With this backdrop to the conference, the mood amongst delegates will certainly be one of seething anger towards the continued destruction of the profession.
The conference will oversee the election of part of the new NEU Joint Executive Council (JEC), alongside discussing and voting on a raft of motions and amendments ranging from pay to the housing crisis.
One of the main discussions at conference will focus on how to respond to the continued challenges of the academisation of schools. With massive CEO pay and backroom dodgy deals in the news, it is a distinct possibility that the union will call on a public enquiry into academy chains’ finances. If such an enquiry was created it would undoubtedly unearth more scandalous stories; such as what happened with the Wakefield Academy Trust, who paid £450,000 to companies that belonged to the chief executive and his daughter.

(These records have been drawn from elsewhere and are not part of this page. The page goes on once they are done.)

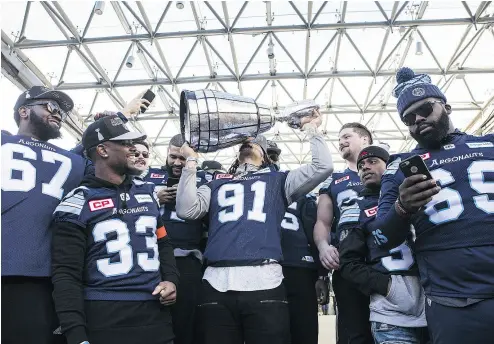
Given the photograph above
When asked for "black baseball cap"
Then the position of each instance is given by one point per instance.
(373, 151)
(211, 165)
(273, 148)
(41, 92)
(110, 128)
(261, 141)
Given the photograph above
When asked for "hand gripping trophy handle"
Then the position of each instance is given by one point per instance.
(211, 120)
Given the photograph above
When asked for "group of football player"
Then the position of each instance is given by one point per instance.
(98, 247)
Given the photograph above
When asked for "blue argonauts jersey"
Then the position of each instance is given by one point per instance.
(296, 248)
(36, 175)
(455, 236)
(183, 234)
(121, 225)
(244, 218)
(361, 211)
(344, 186)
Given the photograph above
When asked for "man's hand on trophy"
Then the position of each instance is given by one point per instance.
(134, 106)
(188, 152)
(315, 119)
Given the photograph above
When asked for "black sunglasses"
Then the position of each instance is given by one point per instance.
(126, 143)
(52, 108)
(145, 155)
(423, 110)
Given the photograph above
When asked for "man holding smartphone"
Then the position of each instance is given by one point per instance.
(453, 213)
(389, 277)
(185, 237)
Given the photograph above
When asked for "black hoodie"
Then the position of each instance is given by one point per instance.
(69, 252)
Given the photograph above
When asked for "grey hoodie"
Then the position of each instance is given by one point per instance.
(403, 306)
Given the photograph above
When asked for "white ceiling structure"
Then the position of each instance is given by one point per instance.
(342, 54)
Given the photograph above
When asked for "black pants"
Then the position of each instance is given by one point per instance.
(128, 322)
(459, 325)
(238, 317)
(302, 303)
(189, 288)
(28, 312)
(353, 312)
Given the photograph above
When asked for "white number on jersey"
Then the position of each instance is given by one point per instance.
(236, 202)
(290, 221)
(121, 246)
(28, 171)
(476, 176)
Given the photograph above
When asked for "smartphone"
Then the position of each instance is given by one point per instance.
(149, 96)
(172, 182)
(413, 166)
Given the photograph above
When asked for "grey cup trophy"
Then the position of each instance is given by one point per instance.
(212, 120)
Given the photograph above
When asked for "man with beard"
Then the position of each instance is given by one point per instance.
(389, 277)
(142, 157)
(274, 154)
(185, 237)
(35, 177)
(353, 306)
(112, 262)
(453, 214)
(243, 298)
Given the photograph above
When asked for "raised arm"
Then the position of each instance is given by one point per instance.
(328, 254)
(304, 179)
(192, 202)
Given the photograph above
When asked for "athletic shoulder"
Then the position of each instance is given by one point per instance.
(71, 206)
(488, 139)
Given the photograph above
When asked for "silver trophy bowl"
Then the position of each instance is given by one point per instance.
(212, 120)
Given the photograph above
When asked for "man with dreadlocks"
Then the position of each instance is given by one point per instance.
(185, 237)
(243, 299)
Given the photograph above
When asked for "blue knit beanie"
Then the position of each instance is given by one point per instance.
(412, 88)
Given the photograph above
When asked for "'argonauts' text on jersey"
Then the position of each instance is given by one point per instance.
(455, 240)
(356, 215)
(122, 258)
(36, 175)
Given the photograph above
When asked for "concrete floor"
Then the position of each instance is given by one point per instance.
(327, 329)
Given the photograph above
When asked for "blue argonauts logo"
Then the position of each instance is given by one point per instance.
(418, 91)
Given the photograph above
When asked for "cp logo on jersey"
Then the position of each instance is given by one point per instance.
(223, 176)
(156, 175)
(371, 212)
(101, 204)
(425, 156)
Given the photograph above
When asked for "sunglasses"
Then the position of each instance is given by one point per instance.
(145, 155)
(52, 108)
(423, 110)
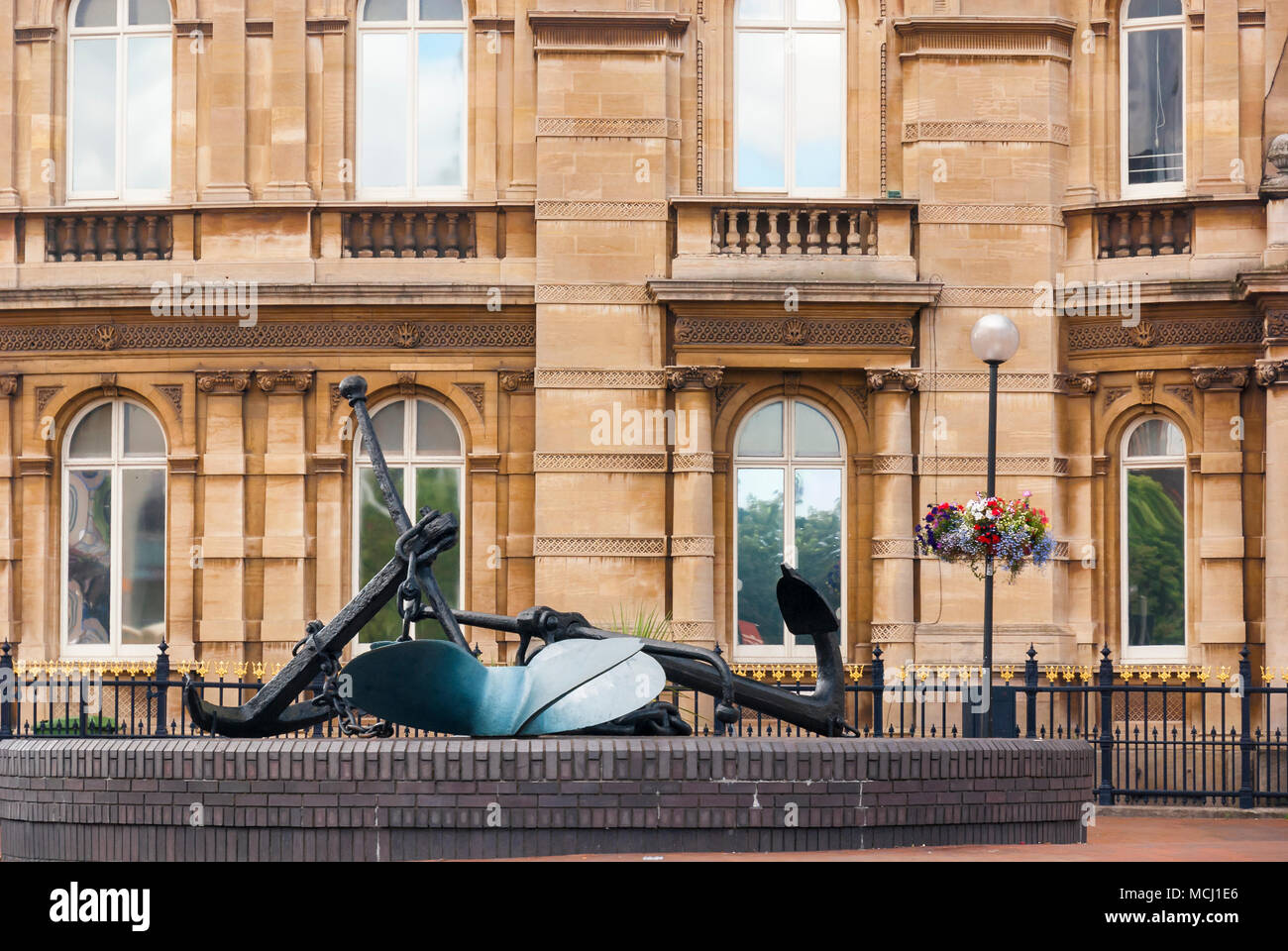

Academisation also throws up major issues for union organising. In the past, schools were controlled by local authorities. This meant that the union had 152 employers to negotiate with. Now that number stands over 6,000. This leads to additional problems for union members, with management at many schools being able to change working conditions on an individual school-by-school basis. This makes united action more difficult.
Affiliation to the Labour Party was discussed at last year’s conference. Sadly, the vote was narrowly (51% to 49%) against exploring affiliation to the Labour Party. The opportunity was therefore lost at that time for the union to become an active part of a Labour Party that has been transformed in teachers’ favour by Jeremy Corbyn’s leadership.
This year’s conference will again have the opportunity to discuss the possibility of opening up an additional affiliation fund to the Labour Party. Hopefully this time members will vote in favour of such a proposal. Doing so would boost the possibility of seeing Corbyn’s Labour Party in Number 10. This, in turn, would increase the chances of seeing union policy on workload, pay, and housing put into action.